Die Studie zeigt, wo Phthalate in den Stoffwechsel eingreifen und so den Weg für eine Gewichtszunahme ebnen können. In Studien der Universität Leipzig nahmen Mäuse, die dem Phthalat DEHP im Trinkwasser ausgesetzt waren, erheblich an Gewicht zu – vor allem die Weibchen.
„Es ist offensichtlich, dass Phthalate stark in den Hormonhaushalt eingreifen. Sie bewirken bereits in geringen Konzentrationen deutliche Veränderungen, zum Beispiel Gewichtszunahme“, sagt von Bergen.
Im Mittelpunkt der Arbeiten am UFZ stand die Bestimmung der Stoffwechselprodukte im Blut der Mäuse.
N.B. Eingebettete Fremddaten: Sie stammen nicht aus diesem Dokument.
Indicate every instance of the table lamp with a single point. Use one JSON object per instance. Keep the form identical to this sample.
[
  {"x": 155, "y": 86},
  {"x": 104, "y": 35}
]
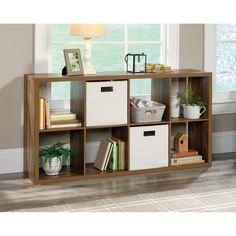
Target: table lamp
[{"x": 87, "y": 31}]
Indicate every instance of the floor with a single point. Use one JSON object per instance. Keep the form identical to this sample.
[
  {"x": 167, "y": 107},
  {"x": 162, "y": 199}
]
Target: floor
[{"x": 203, "y": 190}]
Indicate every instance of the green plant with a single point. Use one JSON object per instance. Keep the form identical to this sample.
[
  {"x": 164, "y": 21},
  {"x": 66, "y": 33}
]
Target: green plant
[
  {"x": 56, "y": 150},
  {"x": 189, "y": 98}
]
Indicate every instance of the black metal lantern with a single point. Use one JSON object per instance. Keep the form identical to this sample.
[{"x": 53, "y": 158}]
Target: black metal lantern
[{"x": 136, "y": 63}]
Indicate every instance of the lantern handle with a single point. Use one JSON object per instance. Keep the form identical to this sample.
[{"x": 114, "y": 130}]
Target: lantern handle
[{"x": 126, "y": 57}]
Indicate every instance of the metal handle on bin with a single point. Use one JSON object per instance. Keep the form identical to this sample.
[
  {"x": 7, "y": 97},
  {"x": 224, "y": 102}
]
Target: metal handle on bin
[
  {"x": 149, "y": 133},
  {"x": 107, "y": 89},
  {"x": 150, "y": 111}
]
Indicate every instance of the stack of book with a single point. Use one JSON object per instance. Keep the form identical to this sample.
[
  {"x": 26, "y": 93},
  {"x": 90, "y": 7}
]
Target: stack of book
[
  {"x": 111, "y": 155},
  {"x": 49, "y": 120},
  {"x": 44, "y": 115},
  {"x": 63, "y": 120},
  {"x": 189, "y": 157}
]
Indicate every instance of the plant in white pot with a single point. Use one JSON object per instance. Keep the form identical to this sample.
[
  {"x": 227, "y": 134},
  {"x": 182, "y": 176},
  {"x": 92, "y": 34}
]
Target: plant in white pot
[
  {"x": 53, "y": 157},
  {"x": 193, "y": 105}
]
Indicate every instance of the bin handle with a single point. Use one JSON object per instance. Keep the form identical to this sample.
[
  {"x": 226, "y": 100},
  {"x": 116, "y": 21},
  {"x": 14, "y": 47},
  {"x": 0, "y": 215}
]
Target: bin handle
[
  {"x": 149, "y": 133},
  {"x": 107, "y": 89},
  {"x": 150, "y": 111}
]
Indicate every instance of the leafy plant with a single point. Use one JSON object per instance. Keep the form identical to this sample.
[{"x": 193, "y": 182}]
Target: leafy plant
[
  {"x": 56, "y": 150},
  {"x": 189, "y": 98}
]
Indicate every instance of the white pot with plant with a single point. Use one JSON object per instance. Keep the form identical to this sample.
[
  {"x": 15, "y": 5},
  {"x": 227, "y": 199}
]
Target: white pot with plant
[
  {"x": 193, "y": 105},
  {"x": 53, "y": 157}
]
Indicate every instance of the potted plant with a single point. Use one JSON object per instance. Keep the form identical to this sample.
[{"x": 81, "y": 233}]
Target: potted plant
[
  {"x": 192, "y": 104},
  {"x": 53, "y": 157}
]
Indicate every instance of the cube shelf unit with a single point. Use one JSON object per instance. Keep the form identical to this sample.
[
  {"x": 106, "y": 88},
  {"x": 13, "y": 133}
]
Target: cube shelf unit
[{"x": 163, "y": 86}]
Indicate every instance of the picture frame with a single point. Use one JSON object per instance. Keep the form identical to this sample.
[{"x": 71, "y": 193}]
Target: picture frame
[{"x": 73, "y": 61}]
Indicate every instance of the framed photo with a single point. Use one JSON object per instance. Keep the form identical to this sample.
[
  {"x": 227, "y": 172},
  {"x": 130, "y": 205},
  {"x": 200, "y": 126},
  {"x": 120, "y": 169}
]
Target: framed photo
[{"x": 73, "y": 61}]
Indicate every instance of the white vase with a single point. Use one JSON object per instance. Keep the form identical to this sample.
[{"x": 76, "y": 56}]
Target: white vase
[
  {"x": 55, "y": 166},
  {"x": 193, "y": 112},
  {"x": 175, "y": 109}
]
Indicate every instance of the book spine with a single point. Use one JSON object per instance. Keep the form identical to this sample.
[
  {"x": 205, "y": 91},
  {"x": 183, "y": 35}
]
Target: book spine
[
  {"x": 122, "y": 156},
  {"x": 63, "y": 117},
  {"x": 186, "y": 159},
  {"x": 41, "y": 114},
  {"x": 184, "y": 154},
  {"x": 47, "y": 115}
]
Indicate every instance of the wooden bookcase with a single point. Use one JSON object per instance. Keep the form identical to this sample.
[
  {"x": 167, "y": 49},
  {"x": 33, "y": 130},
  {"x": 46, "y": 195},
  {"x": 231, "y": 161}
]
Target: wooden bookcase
[{"x": 199, "y": 130}]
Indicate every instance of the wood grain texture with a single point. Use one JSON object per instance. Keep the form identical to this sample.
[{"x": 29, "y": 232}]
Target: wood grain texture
[
  {"x": 199, "y": 129},
  {"x": 160, "y": 92}
]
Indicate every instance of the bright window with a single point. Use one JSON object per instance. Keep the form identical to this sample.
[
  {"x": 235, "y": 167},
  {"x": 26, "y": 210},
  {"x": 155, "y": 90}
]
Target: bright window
[
  {"x": 220, "y": 59},
  {"x": 226, "y": 57},
  {"x": 108, "y": 51}
]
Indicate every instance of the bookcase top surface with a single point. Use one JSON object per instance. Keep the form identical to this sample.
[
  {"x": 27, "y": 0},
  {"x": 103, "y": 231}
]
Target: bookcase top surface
[{"x": 48, "y": 77}]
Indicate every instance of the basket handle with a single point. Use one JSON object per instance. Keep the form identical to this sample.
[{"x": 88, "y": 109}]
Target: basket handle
[{"x": 149, "y": 112}]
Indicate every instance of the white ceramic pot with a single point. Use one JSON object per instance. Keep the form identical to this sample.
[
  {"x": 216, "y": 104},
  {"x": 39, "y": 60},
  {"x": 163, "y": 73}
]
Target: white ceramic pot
[
  {"x": 175, "y": 109},
  {"x": 193, "y": 112},
  {"x": 55, "y": 166}
]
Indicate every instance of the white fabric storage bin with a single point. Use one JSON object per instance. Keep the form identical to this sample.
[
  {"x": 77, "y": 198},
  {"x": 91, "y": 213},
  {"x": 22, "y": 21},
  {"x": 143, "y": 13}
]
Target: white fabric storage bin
[
  {"x": 106, "y": 103},
  {"x": 148, "y": 147}
]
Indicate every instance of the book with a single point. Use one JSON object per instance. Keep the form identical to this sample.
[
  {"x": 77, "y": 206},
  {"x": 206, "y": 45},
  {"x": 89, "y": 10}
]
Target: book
[
  {"x": 118, "y": 141},
  {"x": 186, "y": 159},
  {"x": 184, "y": 154},
  {"x": 109, "y": 154},
  {"x": 112, "y": 164},
  {"x": 41, "y": 114},
  {"x": 188, "y": 162},
  {"x": 65, "y": 122},
  {"x": 53, "y": 126},
  {"x": 102, "y": 154},
  {"x": 62, "y": 116},
  {"x": 47, "y": 114},
  {"x": 121, "y": 153}
]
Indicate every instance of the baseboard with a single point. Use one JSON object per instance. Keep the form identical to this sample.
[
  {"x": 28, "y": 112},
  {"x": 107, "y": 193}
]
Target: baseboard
[
  {"x": 224, "y": 142},
  {"x": 11, "y": 160},
  {"x": 224, "y": 156}
]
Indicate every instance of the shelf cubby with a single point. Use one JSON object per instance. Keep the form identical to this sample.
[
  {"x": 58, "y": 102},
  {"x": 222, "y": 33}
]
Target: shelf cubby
[
  {"x": 74, "y": 139},
  {"x": 94, "y": 137}
]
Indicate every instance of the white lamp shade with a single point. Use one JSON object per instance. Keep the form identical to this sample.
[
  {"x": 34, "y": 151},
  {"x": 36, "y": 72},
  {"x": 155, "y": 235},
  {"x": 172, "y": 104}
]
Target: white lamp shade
[{"x": 87, "y": 30}]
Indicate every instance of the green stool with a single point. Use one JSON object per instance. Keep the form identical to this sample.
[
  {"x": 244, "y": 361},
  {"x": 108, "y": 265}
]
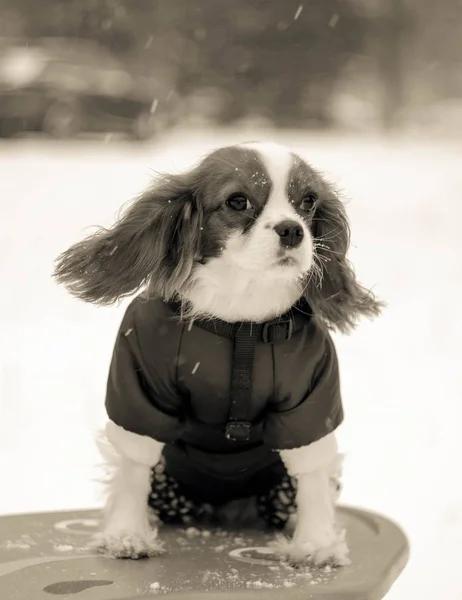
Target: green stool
[{"x": 44, "y": 556}]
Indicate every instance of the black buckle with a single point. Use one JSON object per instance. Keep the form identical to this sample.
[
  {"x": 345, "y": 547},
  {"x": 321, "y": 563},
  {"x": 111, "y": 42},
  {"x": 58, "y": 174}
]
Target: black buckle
[
  {"x": 238, "y": 431},
  {"x": 268, "y": 331}
]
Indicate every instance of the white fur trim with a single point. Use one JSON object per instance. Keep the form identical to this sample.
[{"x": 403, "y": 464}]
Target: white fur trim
[
  {"x": 140, "y": 449},
  {"x": 308, "y": 459}
]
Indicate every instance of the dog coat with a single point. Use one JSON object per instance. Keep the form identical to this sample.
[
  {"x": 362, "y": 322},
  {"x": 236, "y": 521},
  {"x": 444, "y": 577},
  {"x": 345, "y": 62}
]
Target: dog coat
[{"x": 173, "y": 381}]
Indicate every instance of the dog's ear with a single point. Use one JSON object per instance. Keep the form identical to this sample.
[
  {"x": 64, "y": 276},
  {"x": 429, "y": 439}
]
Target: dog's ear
[
  {"x": 333, "y": 290},
  {"x": 154, "y": 243}
]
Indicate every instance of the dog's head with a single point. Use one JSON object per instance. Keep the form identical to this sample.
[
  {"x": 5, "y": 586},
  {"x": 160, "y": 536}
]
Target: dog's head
[{"x": 242, "y": 236}]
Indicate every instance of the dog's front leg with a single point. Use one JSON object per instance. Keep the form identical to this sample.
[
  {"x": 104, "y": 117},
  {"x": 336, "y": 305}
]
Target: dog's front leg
[
  {"x": 316, "y": 538},
  {"x": 126, "y": 531}
]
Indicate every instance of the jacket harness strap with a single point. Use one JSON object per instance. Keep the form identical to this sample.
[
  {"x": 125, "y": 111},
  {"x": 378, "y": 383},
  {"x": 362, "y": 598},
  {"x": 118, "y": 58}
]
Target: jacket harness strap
[{"x": 245, "y": 336}]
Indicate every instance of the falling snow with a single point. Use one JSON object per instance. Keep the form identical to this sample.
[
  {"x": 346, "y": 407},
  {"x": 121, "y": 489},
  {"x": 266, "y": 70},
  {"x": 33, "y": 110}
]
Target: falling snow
[{"x": 400, "y": 375}]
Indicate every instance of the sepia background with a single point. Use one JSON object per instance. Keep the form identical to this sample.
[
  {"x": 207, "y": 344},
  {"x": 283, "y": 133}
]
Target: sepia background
[{"x": 96, "y": 95}]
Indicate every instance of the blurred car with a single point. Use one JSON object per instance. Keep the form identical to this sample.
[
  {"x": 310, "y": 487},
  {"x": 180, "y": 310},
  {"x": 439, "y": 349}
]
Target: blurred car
[{"x": 65, "y": 87}]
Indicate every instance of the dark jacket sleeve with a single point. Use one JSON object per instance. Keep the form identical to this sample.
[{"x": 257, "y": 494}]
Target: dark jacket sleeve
[
  {"x": 320, "y": 412},
  {"x": 141, "y": 392}
]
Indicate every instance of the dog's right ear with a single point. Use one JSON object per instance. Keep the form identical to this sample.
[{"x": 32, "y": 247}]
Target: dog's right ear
[{"x": 155, "y": 242}]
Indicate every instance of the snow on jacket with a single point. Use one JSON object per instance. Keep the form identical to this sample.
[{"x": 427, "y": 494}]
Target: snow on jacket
[{"x": 170, "y": 381}]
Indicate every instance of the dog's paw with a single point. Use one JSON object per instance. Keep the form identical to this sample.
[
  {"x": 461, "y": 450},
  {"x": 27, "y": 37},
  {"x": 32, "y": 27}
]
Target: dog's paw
[
  {"x": 126, "y": 544},
  {"x": 311, "y": 553}
]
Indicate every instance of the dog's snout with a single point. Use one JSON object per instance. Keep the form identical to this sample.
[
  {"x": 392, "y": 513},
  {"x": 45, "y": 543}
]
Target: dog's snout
[{"x": 290, "y": 233}]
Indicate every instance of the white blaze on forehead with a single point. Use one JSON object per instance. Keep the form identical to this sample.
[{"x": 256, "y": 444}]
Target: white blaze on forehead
[{"x": 278, "y": 162}]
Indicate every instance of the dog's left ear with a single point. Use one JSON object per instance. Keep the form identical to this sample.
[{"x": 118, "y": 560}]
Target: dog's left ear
[
  {"x": 333, "y": 291},
  {"x": 153, "y": 244}
]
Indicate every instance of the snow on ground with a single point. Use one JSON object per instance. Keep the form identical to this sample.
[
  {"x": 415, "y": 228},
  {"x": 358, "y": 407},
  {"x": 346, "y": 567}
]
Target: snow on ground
[{"x": 401, "y": 375}]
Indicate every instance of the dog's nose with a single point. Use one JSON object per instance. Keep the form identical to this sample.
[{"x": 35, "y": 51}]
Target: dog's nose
[{"x": 290, "y": 232}]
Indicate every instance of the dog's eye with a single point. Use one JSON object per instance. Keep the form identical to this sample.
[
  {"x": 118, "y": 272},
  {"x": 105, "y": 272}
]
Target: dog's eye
[
  {"x": 309, "y": 201},
  {"x": 238, "y": 202}
]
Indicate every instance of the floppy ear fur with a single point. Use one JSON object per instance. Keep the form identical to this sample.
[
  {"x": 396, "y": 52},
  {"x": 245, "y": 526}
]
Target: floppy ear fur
[
  {"x": 153, "y": 244},
  {"x": 333, "y": 291}
]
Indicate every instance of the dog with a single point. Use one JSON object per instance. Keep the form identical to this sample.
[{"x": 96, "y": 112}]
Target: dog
[{"x": 224, "y": 380}]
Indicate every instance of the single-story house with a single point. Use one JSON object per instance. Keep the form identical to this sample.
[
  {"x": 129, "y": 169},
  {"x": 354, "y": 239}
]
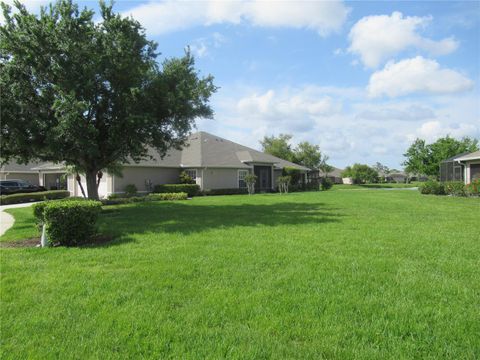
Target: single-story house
[
  {"x": 20, "y": 171},
  {"x": 335, "y": 175},
  {"x": 394, "y": 176},
  {"x": 211, "y": 161},
  {"x": 471, "y": 166},
  {"x": 462, "y": 167}
]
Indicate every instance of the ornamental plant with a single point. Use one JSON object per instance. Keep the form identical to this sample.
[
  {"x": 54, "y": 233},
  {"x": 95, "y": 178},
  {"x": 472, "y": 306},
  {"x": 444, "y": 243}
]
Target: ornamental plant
[{"x": 250, "y": 180}]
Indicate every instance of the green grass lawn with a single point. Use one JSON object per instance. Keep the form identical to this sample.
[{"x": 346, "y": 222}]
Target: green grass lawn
[{"x": 339, "y": 274}]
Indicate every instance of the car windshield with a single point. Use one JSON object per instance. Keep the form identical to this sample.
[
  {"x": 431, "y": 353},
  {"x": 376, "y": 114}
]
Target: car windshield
[
  {"x": 7, "y": 183},
  {"x": 23, "y": 183}
]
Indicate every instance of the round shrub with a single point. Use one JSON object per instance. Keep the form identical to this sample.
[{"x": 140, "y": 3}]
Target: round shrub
[
  {"x": 70, "y": 222},
  {"x": 432, "y": 187},
  {"x": 455, "y": 188},
  {"x": 473, "y": 189},
  {"x": 130, "y": 190}
]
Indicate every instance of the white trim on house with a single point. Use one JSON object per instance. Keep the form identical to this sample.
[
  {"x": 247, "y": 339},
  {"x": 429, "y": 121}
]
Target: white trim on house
[
  {"x": 192, "y": 173},
  {"x": 238, "y": 177}
]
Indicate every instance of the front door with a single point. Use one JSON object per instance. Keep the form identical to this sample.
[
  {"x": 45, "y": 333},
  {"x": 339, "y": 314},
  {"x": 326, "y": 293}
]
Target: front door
[{"x": 264, "y": 178}]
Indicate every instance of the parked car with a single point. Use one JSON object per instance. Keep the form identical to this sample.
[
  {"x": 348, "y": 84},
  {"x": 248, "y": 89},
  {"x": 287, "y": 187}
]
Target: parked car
[{"x": 18, "y": 186}]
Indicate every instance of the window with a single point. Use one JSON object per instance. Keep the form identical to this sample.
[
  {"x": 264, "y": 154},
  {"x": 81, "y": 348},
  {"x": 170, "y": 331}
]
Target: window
[
  {"x": 192, "y": 173},
  {"x": 241, "y": 178}
]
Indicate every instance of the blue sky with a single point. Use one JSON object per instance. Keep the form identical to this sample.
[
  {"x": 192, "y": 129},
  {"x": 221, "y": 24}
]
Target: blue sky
[{"x": 361, "y": 79}]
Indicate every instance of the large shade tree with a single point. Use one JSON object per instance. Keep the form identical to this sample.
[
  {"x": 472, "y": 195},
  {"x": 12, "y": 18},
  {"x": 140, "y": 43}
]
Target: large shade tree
[{"x": 89, "y": 93}]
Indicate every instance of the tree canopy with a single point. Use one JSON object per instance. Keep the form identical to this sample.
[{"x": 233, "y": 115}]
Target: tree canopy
[
  {"x": 425, "y": 159},
  {"x": 308, "y": 155},
  {"x": 89, "y": 92},
  {"x": 305, "y": 153},
  {"x": 278, "y": 146}
]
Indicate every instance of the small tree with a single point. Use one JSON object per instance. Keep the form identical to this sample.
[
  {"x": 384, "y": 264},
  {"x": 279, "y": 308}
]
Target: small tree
[
  {"x": 250, "y": 180},
  {"x": 361, "y": 173},
  {"x": 278, "y": 146},
  {"x": 324, "y": 167},
  {"x": 283, "y": 182}
]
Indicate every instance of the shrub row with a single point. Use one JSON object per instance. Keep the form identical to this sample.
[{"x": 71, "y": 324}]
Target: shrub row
[
  {"x": 68, "y": 222},
  {"x": 454, "y": 188},
  {"x": 38, "y": 196},
  {"x": 190, "y": 189},
  {"x": 150, "y": 197},
  {"x": 233, "y": 191}
]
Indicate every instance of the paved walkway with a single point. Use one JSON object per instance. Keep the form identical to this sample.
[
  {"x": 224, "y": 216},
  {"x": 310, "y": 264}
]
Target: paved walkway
[{"x": 7, "y": 220}]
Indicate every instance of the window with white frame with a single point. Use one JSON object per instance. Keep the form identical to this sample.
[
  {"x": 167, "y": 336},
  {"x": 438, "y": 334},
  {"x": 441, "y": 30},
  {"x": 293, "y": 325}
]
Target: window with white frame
[
  {"x": 241, "y": 178},
  {"x": 192, "y": 173}
]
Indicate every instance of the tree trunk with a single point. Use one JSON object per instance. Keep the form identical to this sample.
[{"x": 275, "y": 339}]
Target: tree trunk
[
  {"x": 92, "y": 190},
  {"x": 79, "y": 182}
]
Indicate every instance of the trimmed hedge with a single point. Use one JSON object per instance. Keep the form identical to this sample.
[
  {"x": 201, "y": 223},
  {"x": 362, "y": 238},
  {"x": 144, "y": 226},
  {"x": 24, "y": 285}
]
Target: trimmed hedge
[
  {"x": 432, "y": 187},
  {"x": 167, "y": 196},
  {"x": 234, "y": 191},
  {"x": 38, "y": 196},
  {"x": 190, "y": 189},
  {"x": 149, "y": 197},
  {"x": 69, "y": 222},
  {"x": 326, "y": 184},
  {"x": 455, "y": 188}
]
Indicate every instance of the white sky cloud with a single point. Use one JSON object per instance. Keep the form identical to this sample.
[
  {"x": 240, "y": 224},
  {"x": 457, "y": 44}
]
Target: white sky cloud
[
  {"x": 347, "y": 124},
  {"x": 411, "y": 112},
  {"x": 433, "y": 130},
  {"x": 323, "y": 17},
  {"x": 380, "y": 37},
  {"x": 416, "y": 75}
]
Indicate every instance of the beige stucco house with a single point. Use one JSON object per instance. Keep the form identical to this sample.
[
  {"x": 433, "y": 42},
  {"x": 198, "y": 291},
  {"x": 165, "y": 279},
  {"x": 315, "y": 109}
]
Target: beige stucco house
[
  {"x": 471, "y": 166},
  {"x": 213, "y": 162}
]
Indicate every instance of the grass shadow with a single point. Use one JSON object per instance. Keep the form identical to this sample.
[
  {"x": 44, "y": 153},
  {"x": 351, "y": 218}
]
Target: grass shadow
[{"x": 187, "y": 218}]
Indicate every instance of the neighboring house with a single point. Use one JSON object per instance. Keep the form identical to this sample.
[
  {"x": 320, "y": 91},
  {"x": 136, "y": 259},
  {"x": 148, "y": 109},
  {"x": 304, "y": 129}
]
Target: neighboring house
[
  {"x": 395, "y": 176},
  {"x": 471, "y": 166},
  {"x": 335, "y": 175},
  {"x": 453, "y": 170},
  {"x": 21, "y": 172},
  {"x": 213, "y": 162}
]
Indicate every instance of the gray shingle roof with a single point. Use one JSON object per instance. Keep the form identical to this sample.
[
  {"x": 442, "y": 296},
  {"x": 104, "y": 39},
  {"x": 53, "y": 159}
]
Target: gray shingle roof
[
  {"x": 16, "y": 167},
  {"x": 202, "y": 150}
]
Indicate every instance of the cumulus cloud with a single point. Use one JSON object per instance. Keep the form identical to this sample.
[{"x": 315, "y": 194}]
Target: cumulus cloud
[
  {"x": 378, "y": 38},
  {"x": 433, "y": 130},
  {"x": 323, "y": 17},
  {"x": 416, "y": 75},
  {"x": 201, "y": 47},
  {"x": 294, "y": 110},
  {"x": 401, "y": 113}
]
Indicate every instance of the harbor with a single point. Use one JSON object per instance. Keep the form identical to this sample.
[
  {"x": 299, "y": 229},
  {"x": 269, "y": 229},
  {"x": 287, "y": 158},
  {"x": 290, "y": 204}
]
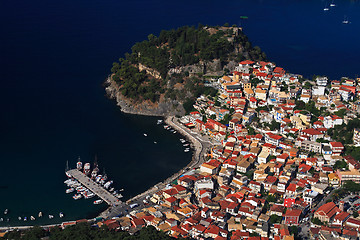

Die Forscher stellten fest, dass Phthalate den Anteil an ungesättigten Fettsäuren im Blut ansteigen ließen. Ein weiterer Effekt war der gestörte Glukosestoffwechsel. Auch die Zusammensetzung der Rezeptoren im Blut veränderte sich. Diese Rezeptoren sind wichtig für den allgemeinen Stoffwechsel und können diesen verändern.
„Manche Stoffwechselprodukte, die vom Fettgewebe gebildet werden, wirken auch als Botenstoffe und steuern Funktionen in anderen Organen“, erklärt von Bergen. „Allerdings ist noch nicht abschließend geklärt, wie sich die verschiedenen Wirkungen von Phthalaten auf den Stoffwechsel gegenseitig beeinflussen und letztendlich zu einer Gewichtszunahme führen.“
Den Einfluss von Phthalaten auf den Stoffwechsel wird von Bergen gemeinsam mit seinen Kollegen von der Universität Leipzig und dem Universitätsklinikum Leipzig weiter erforschen. Außerdem untersucht er mit UFZ-Kollegen der Abteilung Umweltimmunologie im Rahmen der Mutter-Kind-Studie (LiNA) den Einfluss von Phthalaten auf die Entstehung frühkindlicher Erkrankungen.
„Unser Ziel ist es, solide Grundlagenforschung zu betreiben, damit unsere Ergebnisse dann den für die Risikobewertung von Chemikalien zuständigen Behörden in Deutschland und auf europäischer Ebene bei ihren Bewertungen helfen können“, sagte von Bergen.